Indeed it was seven years before Town fielded a ‘borrowed’ player in a first-team game.

It was this weekend in 1974 that Southampton striker Ally MacLeod turned out for Town at Grimsby in what was then Division III (now League I).

The 23-year-old Glaswegian (who is not to be confused with the late former Scotland manager) was brought in by Bobby Collins in the wake of three straight defeats, and made an instant impact.

He scored the winner as Town came from behind to triumph 2-1 at Blundell Park.

It proved to be his only goal in four outings while at Leeds Road, but Town didn’t lose any of the games in which he was involved.
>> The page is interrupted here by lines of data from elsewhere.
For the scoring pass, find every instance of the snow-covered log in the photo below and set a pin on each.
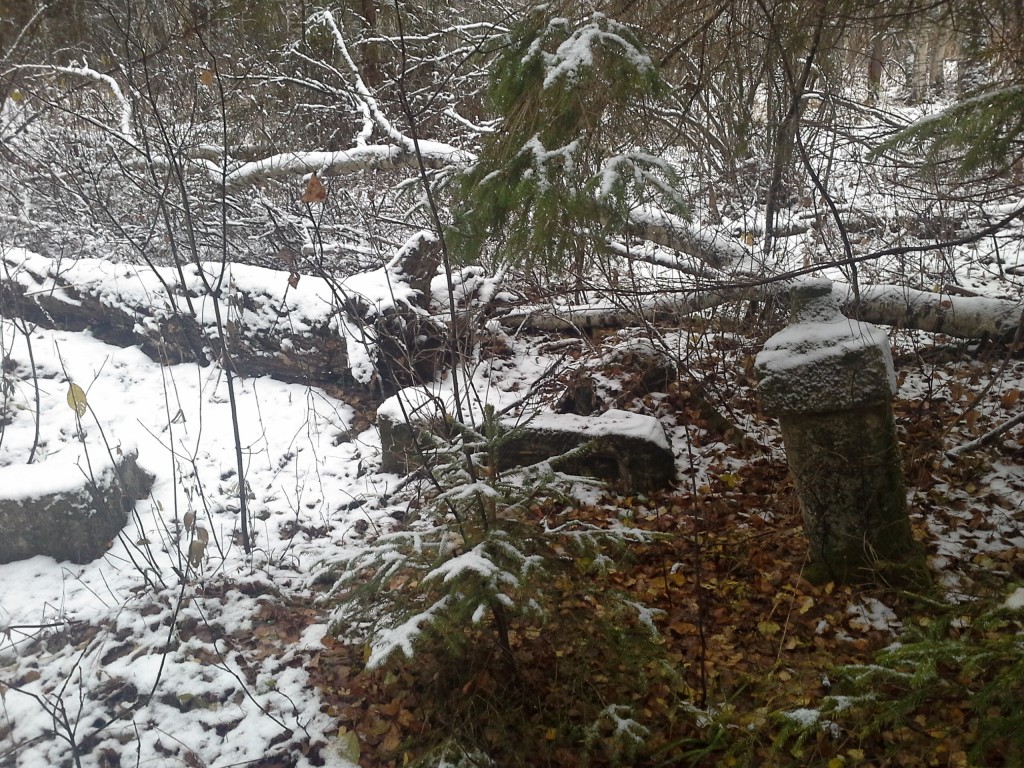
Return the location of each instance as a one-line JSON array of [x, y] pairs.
[[435, 156], [961, 316], [672, 231], [358, 331]]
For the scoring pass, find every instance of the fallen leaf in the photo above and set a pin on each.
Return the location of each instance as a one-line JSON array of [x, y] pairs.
[[315, 192]]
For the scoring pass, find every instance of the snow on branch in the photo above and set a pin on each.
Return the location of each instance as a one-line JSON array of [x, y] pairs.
[[961, 316], [435, 156], [367, 97], [84, 71], [673, 231]]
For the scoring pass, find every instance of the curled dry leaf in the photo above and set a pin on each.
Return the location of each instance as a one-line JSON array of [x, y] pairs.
[[76, 399], [315, 192], [196, 551]]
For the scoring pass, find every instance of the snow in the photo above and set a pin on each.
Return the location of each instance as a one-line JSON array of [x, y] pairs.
[[1015, 600]]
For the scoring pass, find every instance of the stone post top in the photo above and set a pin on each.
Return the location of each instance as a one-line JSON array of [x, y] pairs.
[[823, 361]]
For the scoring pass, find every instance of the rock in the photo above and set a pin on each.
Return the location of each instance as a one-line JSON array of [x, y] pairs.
[[628, 450], [76, 516], [829, 380]]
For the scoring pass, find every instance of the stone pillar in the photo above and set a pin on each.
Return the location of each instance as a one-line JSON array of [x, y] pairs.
[[829, 380]]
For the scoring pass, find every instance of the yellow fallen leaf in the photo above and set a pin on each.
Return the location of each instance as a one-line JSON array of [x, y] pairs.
[[76, 399]]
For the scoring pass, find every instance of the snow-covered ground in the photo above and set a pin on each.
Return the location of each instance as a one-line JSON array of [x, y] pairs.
[[140, 655]]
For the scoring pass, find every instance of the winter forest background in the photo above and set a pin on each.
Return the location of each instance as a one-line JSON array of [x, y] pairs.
[[254, 242]]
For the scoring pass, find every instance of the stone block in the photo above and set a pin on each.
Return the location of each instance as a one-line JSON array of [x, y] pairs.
[[55, 508]]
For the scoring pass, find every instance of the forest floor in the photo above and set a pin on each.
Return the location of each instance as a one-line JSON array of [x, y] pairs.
[[124, 662]]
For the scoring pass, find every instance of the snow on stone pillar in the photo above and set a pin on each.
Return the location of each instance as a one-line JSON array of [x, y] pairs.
[[829, 380]]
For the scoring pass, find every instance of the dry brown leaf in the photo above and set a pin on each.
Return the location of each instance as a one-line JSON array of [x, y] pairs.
[[315, 192]]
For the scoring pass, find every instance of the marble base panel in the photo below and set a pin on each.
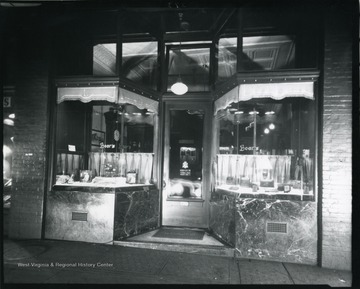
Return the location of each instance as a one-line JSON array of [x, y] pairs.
[[254, 239], [136, 212], [80, 216]]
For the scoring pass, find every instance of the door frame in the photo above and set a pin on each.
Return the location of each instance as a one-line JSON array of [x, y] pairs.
[[204, 104]]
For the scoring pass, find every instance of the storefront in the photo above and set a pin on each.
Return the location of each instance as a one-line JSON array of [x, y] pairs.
[[239, 155]]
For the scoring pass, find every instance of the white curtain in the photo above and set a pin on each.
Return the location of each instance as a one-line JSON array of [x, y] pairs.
[[275, 91], [107, 93]]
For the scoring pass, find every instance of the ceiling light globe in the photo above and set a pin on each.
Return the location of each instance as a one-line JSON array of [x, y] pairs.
[[179, 88]]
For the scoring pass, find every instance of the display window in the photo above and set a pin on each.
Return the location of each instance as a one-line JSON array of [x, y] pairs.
[[266, 146], [101, 143]]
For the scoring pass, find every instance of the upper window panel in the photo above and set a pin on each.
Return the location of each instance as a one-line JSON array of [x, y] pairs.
[[271, 52], [227, 57], [140, 63], [104, 59]]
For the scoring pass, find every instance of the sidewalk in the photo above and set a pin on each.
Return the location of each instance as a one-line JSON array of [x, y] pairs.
[[59, 262]]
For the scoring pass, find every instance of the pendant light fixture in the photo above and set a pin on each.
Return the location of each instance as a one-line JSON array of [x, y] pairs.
[[179, 87]]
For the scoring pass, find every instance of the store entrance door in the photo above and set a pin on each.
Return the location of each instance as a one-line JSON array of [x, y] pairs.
[[186, 168]]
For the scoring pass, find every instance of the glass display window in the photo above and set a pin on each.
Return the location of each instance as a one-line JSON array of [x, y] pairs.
[[103, 143], [266, 146]]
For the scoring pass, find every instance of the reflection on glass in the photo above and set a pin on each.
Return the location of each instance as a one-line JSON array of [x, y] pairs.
[[185, 162], [104, 59], [267, 146], [140, 62]]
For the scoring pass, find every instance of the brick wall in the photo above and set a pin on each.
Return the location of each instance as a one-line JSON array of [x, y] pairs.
[[337, 140], [30, 131]]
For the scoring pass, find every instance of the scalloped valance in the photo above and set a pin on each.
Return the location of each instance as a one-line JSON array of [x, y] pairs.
[[277, 91], [106, 93]]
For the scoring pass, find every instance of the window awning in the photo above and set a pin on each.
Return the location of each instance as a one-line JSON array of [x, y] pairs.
[[106, 93], [277, 91]]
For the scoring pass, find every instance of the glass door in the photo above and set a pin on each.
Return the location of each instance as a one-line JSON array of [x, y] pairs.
[[186, 165]]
A prolific scorer for St Mirren for three years, he signed for Southampton in the close-season of 1973, but found his chances limited by the presence of Mick Channon and Peter Osgood.

He managed only three appearances in his 18 months with the Saints, who transferred him to Hibernian, where he again hit the net with regularity.
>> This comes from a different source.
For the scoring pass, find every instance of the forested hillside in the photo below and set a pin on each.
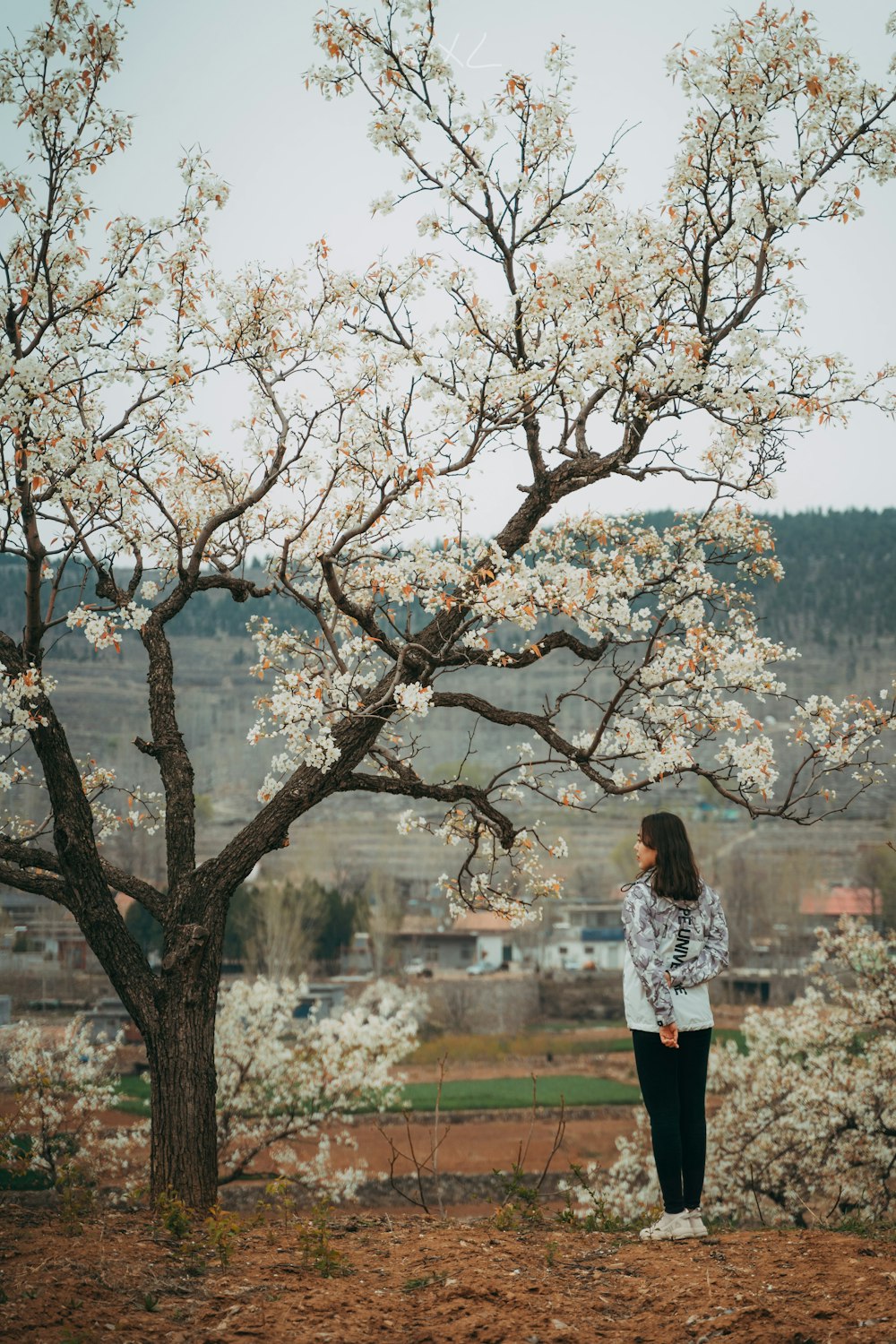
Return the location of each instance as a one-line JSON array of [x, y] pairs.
[[839, 586]]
Incidentally, MacLeod, who saw out his career with stints at Stenhousemuir, Hamilton and Queen of the South, was hardly likely to have suffered the same fate as Danny Cadamarteri, who ended up being sent off after his over-exuberant goal celebration in Tuesday’s clash with Nottingham Forest.
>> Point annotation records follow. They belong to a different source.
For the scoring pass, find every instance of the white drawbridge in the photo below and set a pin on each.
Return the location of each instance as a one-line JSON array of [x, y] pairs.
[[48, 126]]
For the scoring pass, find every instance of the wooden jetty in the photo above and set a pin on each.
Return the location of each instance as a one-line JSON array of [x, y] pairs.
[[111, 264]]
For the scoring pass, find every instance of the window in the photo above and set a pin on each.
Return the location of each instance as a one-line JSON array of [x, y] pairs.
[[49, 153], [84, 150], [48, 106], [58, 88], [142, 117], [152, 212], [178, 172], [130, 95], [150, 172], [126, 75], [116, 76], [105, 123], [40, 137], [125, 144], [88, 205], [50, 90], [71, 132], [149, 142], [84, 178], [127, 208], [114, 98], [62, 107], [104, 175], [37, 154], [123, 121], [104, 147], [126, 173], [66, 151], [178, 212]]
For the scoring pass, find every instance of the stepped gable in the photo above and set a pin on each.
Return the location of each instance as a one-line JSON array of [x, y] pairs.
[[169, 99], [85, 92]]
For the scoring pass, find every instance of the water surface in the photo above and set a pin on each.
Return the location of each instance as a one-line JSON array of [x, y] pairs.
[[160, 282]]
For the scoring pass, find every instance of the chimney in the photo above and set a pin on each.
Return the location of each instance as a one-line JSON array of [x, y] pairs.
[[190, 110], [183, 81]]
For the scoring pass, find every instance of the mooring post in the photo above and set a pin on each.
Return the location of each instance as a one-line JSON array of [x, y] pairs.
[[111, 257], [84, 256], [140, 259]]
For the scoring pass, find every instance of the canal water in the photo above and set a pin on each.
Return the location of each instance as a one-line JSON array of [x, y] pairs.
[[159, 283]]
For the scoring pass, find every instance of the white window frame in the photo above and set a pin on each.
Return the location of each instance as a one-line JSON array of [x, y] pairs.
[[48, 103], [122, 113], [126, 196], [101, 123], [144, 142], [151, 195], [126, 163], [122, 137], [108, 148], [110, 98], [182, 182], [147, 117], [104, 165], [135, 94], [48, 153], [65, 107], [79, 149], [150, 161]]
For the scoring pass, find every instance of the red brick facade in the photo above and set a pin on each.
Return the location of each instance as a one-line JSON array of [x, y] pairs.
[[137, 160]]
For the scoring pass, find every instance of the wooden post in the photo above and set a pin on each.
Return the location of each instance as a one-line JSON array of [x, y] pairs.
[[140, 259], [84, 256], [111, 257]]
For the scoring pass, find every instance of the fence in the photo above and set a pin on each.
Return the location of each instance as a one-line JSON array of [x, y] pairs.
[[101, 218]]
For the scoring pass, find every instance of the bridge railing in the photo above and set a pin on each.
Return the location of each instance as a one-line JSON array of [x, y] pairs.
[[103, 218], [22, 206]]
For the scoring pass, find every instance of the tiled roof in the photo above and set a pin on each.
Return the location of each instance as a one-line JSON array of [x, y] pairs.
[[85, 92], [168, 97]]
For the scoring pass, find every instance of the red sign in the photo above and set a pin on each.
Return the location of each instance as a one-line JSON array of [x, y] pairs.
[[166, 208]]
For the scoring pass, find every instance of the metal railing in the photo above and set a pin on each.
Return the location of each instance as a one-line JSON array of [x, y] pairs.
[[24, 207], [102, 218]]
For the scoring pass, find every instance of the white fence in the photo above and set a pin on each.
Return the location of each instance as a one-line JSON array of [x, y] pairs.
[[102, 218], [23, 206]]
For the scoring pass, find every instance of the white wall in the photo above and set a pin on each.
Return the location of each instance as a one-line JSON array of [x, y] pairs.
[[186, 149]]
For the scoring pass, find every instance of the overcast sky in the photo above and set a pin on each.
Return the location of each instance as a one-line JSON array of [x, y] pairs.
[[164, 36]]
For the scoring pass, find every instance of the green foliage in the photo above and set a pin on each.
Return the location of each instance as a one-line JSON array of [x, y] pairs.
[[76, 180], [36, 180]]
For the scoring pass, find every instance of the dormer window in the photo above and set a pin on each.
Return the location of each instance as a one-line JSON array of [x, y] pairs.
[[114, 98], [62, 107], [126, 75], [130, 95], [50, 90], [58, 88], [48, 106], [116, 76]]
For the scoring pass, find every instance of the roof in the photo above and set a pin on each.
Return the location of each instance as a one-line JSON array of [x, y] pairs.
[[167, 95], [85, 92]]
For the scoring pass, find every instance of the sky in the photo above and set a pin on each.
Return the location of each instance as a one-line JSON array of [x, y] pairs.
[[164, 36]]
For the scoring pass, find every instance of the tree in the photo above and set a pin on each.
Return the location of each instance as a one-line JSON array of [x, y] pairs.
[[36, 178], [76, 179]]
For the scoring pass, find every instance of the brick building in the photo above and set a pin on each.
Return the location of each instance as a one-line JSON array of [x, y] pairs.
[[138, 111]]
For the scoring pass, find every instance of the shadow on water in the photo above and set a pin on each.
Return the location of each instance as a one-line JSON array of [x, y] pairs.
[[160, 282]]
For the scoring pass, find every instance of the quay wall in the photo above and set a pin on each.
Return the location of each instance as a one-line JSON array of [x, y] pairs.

Writing in the Edinburgh-based Scotsman newspaper earlier this year, Glenn Gibbons described the former Hibs favourite as “possibly the least emotive player in the history of the game”

Gibbons added: “On scoring a goal, MacLeod gave the impression somebody had just stolen his sweeties.

“Not so much as one arm would be raised as he turned and walked stoically away from his latest piece of magic, leaving his teammates to the celebratory leaping and hollering.

“In conversation at his home in East Kilbride one day, the question of his apparent dourness, even at the most intoxicating moment the game has to offer, elicited the response that he didn’t see the reason for any fuss, as if scoring the most exhilarating of goals was as peremptory an exercise as a clerk entering an item in a ledger.”